SELDI-TOF MS peaks in the spectra of fractionated plasma samples are highly redundant, e.g. the same protein is often detected on different protein chip surfaces or with two different ionizations. Therefore, a clustering algorithm was used to create composite features by averaging protein peaks likely to represent the same protein species or highly correlated fragments or modifications (manuscript in preparation). These features were tested using the Wilcoxon rank-sum test to determine differences between infants who developed a particular complication and those who did not. Multiple-hypothesis testing was controlled by the FDR method (23,24). FDR controls for multiple hypotheses testing by setting the threshold for statistical significance such that there are 20 times more significant results than expected by chance (fewer than 5% of reported results are expected to be type I false-positive errors).
SDS-PAGE and MALDI-TOF/TOF MS.
Identification of biomarkers by SELDI was followed by SDS-PAGE and MALDI-TOF/TOF-MS to determine the identify of the biomarkers. Of the 19 biomarkers identified by SELDI in ROP infants, SDS-PAGE and MALDI-TOF/TOF-MS was used to further identify one 15-kD protein peak or biomarker that was present in fraction 4 on CM10 surfaces at a high magnitude in all six infants with ≥stage II ROP (see Results section). To identify this protein peak, samples from all six anion exchange fractions from one patient with ROP were run on a one-dimensional (1-D) SDS gel. A band at approximately 15 kD from fractions 2 (pH 7 extract of anion exchange beads) and 4 (pH 4 extract) was isolated, and the proteins were extracted from the gel piece in 50% formic acid/25% acetonitrile/15% isopropyl alcohol/10% H2O. The extracted proteins were reanalyzed on the SELDI ProteinChip CM10 arrays to verify that they were the same biomarker that had been identified by SELDI and then digested with trypsin. Digests of protein extracted from both fractions were spotted to matrix-assisted laser desorption/ionization (MALDI) target plates and analyzed by MALDI-TOF MS (Applied Biosystems 4700), a MS method in which a solid matrix is used to obtain a peptide mass fingerprint (25). The 10 most abundant ions were analyzed by tandem mass spectrometry (MS/MS) to obtain the sequence of these peptides. These sequences were analyzed by the Mascot search engine to identify the specific protein. Liquid chromatography (LC)-MALDI analysis of tryptic peptides was performed with a Michrom C18 reverse-phase column (0.1 mm × 15 cm) eluted with a gradient of acetonitrile in water containing 0.1% formic acid and 0.005% heptafluorobutyric acid. Samples were collected directly onto stainless steel MALDI target plates. Peptides were sequenced by MS/MS to identify differences in posttranslational protein modifications between fractions 2 and 4.
RESULTS
Patient demographics.
A total of 44 patient samples were analyzed. The median birth weight was 1001 g (range, 482–1489) and the median gestational age was 28 wk (range, 24–32). There were 22 male and 22 female infants, 12 African American, 14 white, 7 Asian, and 11 Hispanic. The complications that were present in this group of infants were CLD (10 positive, 30 negative, four unknown), ROP >stage II (six positive, 38 negative), sepsis (three positive, 39 negative, two unknown), and NEC (one positive, 41 negative, two unknown). The number of patients who developed sepsis and NEC were not sufficient to perform statistical tests. The analysis was therefore limited to comparison of infants with and without ROP >stage II and with and without CLD. Details of the ROP status in the six patients are presented in Table 1.

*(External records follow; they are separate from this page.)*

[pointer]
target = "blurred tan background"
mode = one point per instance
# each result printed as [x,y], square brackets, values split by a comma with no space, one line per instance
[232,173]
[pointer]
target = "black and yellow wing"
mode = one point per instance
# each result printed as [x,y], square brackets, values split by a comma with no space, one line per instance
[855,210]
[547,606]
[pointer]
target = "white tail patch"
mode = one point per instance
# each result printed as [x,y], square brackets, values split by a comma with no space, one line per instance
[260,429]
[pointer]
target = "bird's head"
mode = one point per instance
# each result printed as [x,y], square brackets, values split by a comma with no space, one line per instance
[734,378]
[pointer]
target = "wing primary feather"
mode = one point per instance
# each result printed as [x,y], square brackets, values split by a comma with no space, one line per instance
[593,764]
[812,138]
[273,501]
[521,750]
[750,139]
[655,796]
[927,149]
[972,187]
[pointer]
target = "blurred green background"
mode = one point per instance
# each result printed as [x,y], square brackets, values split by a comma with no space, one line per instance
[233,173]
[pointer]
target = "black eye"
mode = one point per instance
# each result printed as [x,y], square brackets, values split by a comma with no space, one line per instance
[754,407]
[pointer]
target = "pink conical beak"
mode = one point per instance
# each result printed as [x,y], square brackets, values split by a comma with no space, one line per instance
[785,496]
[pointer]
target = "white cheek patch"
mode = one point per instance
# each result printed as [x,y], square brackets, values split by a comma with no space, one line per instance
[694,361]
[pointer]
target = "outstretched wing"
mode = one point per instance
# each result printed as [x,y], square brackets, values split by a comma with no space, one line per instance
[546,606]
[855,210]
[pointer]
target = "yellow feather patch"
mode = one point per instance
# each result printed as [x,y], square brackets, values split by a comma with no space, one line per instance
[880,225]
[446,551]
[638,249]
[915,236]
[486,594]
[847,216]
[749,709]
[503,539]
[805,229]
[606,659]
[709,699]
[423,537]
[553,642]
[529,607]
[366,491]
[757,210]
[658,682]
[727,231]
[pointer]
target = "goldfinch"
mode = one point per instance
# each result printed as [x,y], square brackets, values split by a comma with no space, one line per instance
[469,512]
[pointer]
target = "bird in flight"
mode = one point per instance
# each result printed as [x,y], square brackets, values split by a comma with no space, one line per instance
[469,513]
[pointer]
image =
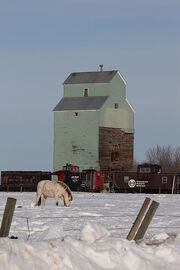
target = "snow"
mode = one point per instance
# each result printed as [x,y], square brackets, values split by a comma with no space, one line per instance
[90,234]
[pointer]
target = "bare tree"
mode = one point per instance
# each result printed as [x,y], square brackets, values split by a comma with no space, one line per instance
[166,156]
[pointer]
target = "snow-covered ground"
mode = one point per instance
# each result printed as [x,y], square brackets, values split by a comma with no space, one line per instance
[90,234]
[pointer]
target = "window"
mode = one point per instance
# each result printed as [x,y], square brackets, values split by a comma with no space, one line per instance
[164,180]
[86,92]
[126,179]
[114,156]
[145,170]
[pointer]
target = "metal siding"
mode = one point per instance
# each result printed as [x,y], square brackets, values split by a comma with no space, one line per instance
[90,77]
[76,139]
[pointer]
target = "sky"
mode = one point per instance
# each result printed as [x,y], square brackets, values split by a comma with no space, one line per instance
[43,41]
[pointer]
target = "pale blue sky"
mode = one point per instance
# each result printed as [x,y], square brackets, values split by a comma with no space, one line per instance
[43,41]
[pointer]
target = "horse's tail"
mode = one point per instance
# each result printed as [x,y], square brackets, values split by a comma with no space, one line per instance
[69,193]
[39,202]
[67,189]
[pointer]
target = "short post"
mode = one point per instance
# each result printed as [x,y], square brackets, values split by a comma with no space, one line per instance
[138,219]
[146,221]
[7,217]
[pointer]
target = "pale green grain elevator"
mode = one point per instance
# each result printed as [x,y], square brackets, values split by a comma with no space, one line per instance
[94,122]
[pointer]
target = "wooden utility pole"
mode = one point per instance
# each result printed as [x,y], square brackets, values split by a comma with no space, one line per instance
[7,217]
[138,219]
[146,221]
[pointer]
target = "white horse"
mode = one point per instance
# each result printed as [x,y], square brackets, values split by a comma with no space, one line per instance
[53,189]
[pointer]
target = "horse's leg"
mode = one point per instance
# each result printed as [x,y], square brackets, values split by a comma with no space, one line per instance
[56,200]
[38,199]
[44,199]
[66,201]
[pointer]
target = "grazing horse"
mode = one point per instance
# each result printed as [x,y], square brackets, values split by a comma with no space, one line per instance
[53,189]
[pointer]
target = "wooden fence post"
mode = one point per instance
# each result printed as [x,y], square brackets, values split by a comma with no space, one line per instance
[146,221]
[138,219]
[7,217]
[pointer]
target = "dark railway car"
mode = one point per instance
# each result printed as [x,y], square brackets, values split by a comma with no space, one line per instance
[22,180]
[71,176]
[147,179]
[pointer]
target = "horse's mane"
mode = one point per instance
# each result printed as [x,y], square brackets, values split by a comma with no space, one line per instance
[66,188]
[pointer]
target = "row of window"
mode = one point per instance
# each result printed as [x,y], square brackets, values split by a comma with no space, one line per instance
[86,94]
[163,179]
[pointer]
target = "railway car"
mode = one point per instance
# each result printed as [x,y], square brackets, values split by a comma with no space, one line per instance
[147,179]
[22,180]
[70,175]
[87,180]
[92,180]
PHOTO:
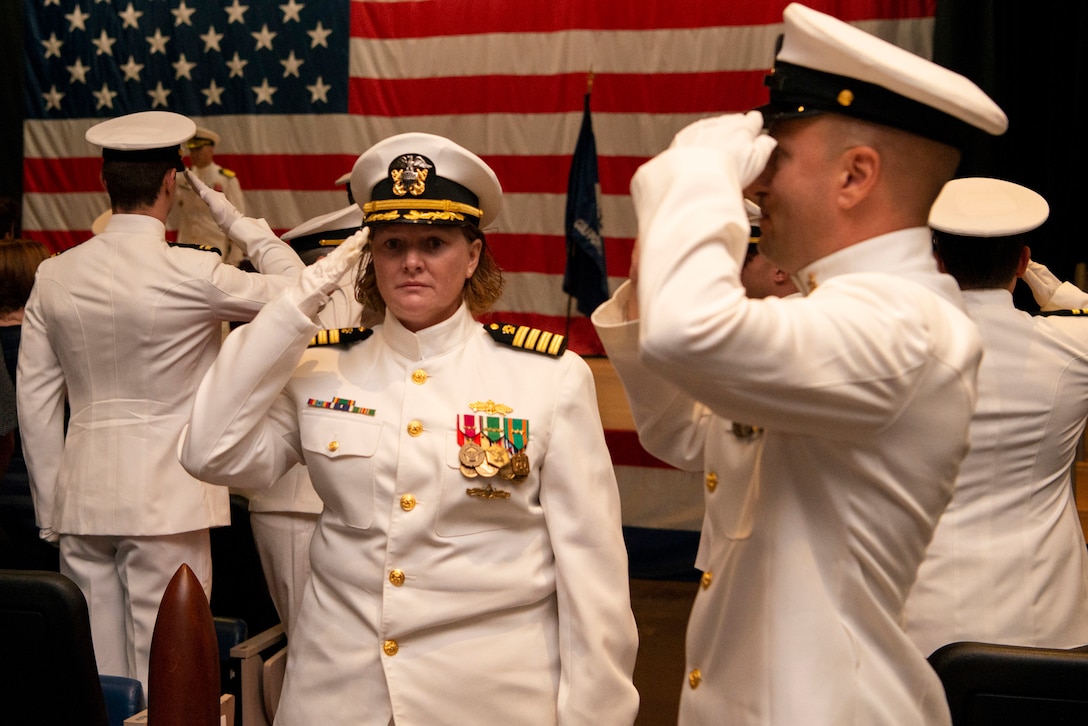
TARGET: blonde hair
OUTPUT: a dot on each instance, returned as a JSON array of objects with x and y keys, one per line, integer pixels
[
  {"x": 481, "y": 291},
  {"x": 19, "y": 262}
]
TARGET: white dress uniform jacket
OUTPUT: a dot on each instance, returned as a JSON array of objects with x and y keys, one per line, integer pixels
[
  {"x": 864, "y": 389},
  {"x": 194, "y": 221},
  {"x": 284, "y": 516},
  {"x": 1008, "y": 563},
  {"x": 428, "y": 605},
  {"x": 684, "y": 433},
  {"x": 124, "y": 325}
]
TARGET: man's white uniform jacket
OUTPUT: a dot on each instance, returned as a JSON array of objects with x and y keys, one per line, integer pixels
[
  {"x": 125, "y": 325},
  {"x": 1008, "y": 563},
  {"x": 864, "y": 389}
]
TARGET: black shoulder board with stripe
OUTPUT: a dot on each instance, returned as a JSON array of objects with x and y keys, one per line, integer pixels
[
  {"x": 528, "y": 339},
  {"x": 1076, "y": 311},
  {"x": 341, "y": 336},
  {"x": 204, "y": 248}
]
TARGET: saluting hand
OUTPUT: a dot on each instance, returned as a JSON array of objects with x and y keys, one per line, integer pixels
[
  {"x": 222, "y": 210},
  {"x": 318, "y": 281},
  {"x": 739, "y": 137}
]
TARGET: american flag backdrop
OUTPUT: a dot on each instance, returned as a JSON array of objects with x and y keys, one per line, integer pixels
[{"x": 298, "y": 89}]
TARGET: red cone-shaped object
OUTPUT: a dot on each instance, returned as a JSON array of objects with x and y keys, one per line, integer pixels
[{"x": 183, "y": 673}]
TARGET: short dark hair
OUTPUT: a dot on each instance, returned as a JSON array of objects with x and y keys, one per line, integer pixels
[
  {"x": 134, "y": 184},
  {"x": 979, "y": 262}
]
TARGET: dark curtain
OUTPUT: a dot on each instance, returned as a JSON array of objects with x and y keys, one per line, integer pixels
[
  {"x": 11, "y": 98},
  {"x": 1031, "y": 58}
]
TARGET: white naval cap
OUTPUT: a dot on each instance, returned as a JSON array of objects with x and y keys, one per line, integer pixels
[
  {"x": 983, "y": 207},
  {"x": 825, "y": 64},
  {"x": 202, "y": 137},
  {"x": 316, "y": 237},
  {"x": 143, "y": 136},
  {"x": 423, "y": 179}
]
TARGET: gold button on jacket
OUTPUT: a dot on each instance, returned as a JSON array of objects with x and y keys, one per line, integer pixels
[{"x": 694, "y": 678}]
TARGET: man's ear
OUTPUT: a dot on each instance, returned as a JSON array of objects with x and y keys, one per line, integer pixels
[
  {"x": 1024, "y": 261},
  {"x": 861, "y": 169}
]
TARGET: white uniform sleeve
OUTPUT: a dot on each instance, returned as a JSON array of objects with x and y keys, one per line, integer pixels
[
  {"x": 242, "y": 432},
  {"x": 671, "y": 425},
  {"x": 597, "y": 635},
  {"x": 41, "y": 393},
  {"x": 752, "y": 360}
]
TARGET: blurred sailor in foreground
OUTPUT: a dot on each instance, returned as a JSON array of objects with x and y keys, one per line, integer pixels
[
  {"x": 863, "y": 386},
  {"x": 123, "y": 328},
  {"x": 1008, "y": 563},
  {"x": 469, "y": 565}
]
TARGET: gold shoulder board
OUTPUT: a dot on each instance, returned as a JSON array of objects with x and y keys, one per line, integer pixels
[
  {"x": 341, "y": 336},
  {"x": 1075, "y": 311},
  {"x": 204, "y": 248},
  {"x": 527, "y": 339}
]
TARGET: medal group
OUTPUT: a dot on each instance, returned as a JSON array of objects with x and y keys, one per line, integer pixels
[{"x": 492, "y": 447}]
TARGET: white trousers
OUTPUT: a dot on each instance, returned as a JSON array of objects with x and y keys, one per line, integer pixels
[
  {"x": 283, "y": 544},
  {"x": 123, "y": 579}
]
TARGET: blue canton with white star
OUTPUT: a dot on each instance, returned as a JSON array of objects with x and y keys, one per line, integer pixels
[{"x": 100, "y": 59}]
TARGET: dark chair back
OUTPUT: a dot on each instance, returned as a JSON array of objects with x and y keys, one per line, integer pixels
[
  {"x": 49, "y": 660},
  {"x": 989, "y": 685}
]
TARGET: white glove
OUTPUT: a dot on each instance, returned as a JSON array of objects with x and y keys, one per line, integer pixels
[
  {"x": 1042, "y": 282},
  {"x": 739, "y": 137},
  {"x": 222, "y": 210},
  {"x": 318, "y": 281}
]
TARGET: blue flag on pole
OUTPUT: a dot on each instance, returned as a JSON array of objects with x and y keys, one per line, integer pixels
[{"x": 585, "y": 278}]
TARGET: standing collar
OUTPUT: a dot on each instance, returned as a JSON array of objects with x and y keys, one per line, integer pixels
[
  {"x": 906, "y": 253},
  {"x": 431, "y": 341}
]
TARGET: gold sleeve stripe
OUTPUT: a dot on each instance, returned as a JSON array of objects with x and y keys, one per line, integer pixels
[{"x": 531, "y": 341}]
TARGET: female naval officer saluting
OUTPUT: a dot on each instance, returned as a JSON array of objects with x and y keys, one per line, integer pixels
[{"x": 469, "y": 565}]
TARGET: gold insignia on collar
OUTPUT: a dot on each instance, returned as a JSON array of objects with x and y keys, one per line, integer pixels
[
  {"x": 490, "y": 407},
  {"x": 409, "y": 174}
]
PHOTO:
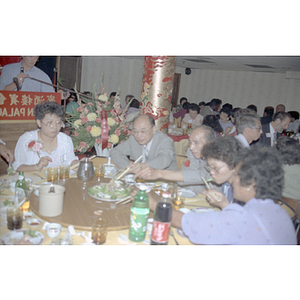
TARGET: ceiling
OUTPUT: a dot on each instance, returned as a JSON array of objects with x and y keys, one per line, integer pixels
[{"x": 270, "y": 64}]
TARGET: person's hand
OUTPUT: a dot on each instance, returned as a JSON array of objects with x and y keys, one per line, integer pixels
[
  {"x": 44, "y": 161},
  {"x": 212, "y": 196},
  {"x": 148, "y": 173},
  {"x": 21, "y": 77},
  {"x": 137, "y": 167},
  {"x": 6, "y": 153}
]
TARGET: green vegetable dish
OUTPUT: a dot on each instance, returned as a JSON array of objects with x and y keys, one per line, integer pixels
[{"x": 115, "y": 191}]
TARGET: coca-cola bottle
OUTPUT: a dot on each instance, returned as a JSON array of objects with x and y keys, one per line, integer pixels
[
  {"x": 139, "y": 215},
  {"x": 162, "y": 221}
]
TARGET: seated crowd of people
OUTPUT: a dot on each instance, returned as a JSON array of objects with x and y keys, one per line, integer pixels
[{"x": 253, "y": 162}]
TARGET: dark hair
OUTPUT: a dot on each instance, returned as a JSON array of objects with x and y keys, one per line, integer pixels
[
  {"x": 246, "y": 120},
  {"x": 48, "y": 107},
  {"x": 194, "y": 106},
  {"x": 182, "y": 99},
  {"x": 253, "y": 107},
  {"x": 269, "y": 110},
  {"x": 282, "y": 115},
  {"x": 228, "y": 106},
  {"x": 224, "y": 149},
  {"x": 289, "y": 150},
  {"x": 294, "y": 114},
  {"x": 209, "y": 133},
  {"x": 135, "y": 103},
  {"x": 213, "y": 122},
  {"x": 225, "y": 110},
  {"x": 215, "y": 102},
  {"x": 233, "y": 111},
  {"x": 185, "y": 105},
  {"x": 262, "y": 166}
]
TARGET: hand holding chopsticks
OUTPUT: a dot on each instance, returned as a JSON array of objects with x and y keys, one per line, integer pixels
[
  {"x": 209, "y": 186},
  {"x": 127, "y": 170}
]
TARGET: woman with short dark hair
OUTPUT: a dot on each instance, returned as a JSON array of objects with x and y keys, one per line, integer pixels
[
  {"x": 257, "y": 182},
  {"x": 46, "y": 146}
]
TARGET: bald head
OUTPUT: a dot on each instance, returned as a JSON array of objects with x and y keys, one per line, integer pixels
[
  {"x": 200, "y": 136},
  {"x": 143, "y": 129},
  {"x": 280, "y": 107}
]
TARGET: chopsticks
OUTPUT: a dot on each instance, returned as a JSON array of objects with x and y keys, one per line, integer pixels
[
  {"x": 124, "y": 201},
  {"x": 124, "y": 172},
  {"x": 209, "y": 186}
]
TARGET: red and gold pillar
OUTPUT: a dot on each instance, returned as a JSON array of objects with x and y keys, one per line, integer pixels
[{"x": 156, "y": 98}]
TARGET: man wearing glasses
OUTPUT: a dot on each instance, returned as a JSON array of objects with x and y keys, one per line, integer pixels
[
  {"x": 248, "y": 127},
  {"x": 157, "y": 148},
  {"x": 272, "y": 130},
  {"x": 194, "y": 169}
]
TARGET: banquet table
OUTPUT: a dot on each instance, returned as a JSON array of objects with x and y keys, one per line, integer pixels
[{"x": 78, "y": 212}]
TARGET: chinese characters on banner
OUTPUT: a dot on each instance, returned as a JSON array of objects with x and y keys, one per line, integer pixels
[{"x": 17, "y": 105}]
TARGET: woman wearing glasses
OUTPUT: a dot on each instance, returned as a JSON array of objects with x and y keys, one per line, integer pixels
[
  {"x": 46, "y": 146},
  {"x": 219, "y": 156},
  {"x": 257, "y": 181}
]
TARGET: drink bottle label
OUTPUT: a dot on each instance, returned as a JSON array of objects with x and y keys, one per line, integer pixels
[
  {"x": 138, "y": 220},
  {"x": 160, "y": 231}
]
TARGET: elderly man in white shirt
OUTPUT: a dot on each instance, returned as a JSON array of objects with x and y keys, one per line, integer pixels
[{"x": 249, "y": 128}]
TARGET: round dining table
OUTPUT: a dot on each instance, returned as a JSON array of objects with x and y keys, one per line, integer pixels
[{"x": 79, "y": 210}]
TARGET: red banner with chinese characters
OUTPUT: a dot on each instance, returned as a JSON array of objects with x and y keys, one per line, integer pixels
[{"x": 18, "y": 105}]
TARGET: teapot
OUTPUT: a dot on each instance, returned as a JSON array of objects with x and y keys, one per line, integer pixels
[{"x": 85, "y": 170}]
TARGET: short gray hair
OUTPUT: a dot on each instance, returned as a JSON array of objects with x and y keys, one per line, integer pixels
[{"x": 246, "y": 120}]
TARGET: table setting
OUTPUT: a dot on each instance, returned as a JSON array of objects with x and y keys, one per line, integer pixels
[{"x": 78, "y": 205}]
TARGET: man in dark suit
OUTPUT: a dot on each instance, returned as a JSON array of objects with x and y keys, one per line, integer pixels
[{"x": 272, "y": 131}]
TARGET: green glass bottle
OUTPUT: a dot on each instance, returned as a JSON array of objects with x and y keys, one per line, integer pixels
[
  {"x": 21, "y": 187},
  {"x": 139, "y": 215}
]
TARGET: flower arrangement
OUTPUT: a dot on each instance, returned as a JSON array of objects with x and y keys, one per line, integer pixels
[
  {"x": 35, "y": 146},
  {"x": 98, "y": 122}
]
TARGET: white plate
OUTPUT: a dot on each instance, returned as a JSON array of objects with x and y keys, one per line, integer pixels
[
  {"x": 105, "y": 199},
  {"x": 200, "y": 210},
  {"x": 180, "y": 232},
  {"x": 185, "y": 193},
  {"x": 34, "y": 222},
  {"x": 32, "y": 177},
  {"x": 138, "y": 184},
  {"x": 28, "y": 215},
  {"x": 5, "y": 240}
]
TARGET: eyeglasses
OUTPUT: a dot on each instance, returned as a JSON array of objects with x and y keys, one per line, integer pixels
[
  {"x": 142, "y": 132},
  {"x": 216, "y": 170},
  {"x": 52, "y": 124}
]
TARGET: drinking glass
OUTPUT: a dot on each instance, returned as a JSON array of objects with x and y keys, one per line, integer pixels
[
  {"x": 14, "y": 216},
  {"x": 99, "y": 230},
  {"x": 52, "y": 174},
  {"x": 64, "y": 172},
  {"x": 86, "y": 170},
  {"x": 99, "y": 171}
]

Analysis of protein spectra.
We detected 814 protein peaks with high confidence. Since the same protein is often detected on different chips or with two different ionizations, the clustering algorithm was applied to create composite features by averaging correlated peaks. There were 329 signals likely to represent distinct proteins. These were reduced to 249 composites containing a single protein peak, 68 containing two, 34 containing between three and 14, and eight containing 15 or more. These eight appear to represent highly abundant proteins (e.g. albumin) that appear at several ionization states and in several chromatographic fractions.
CLD.
No differences were seen between patients who did or did not develop CLD. The lowest p value by the Wilcoxon rank-sum test was 0.0025 (pI 7 fraction, H50 hydrophobic surface, m/z 5498), which is expected to occur by chance 0.82 times in this data set, and the lowest FDR was 68%.
ROP.
There were 19 biomarkers that correlated strongly with eventual appearance of ROP ≥stage II with FDR <0.05. FDR of 0.05 corresponded to selecting biomarkers with p < 0.0028 (Table 2). The available data are not yet sufficient to develop and validate these proteins as clinical biomarkers for ROP. However, we wanted to determine whether any of these proteins or some combination thereof has the potential to serve as an early clinical biomarker for ROP. We evaluated each of the 19 biomarkers as a classifier that would maximize the fraction of correct classifications with each group (ROP versus no-ROP) given equal total weight.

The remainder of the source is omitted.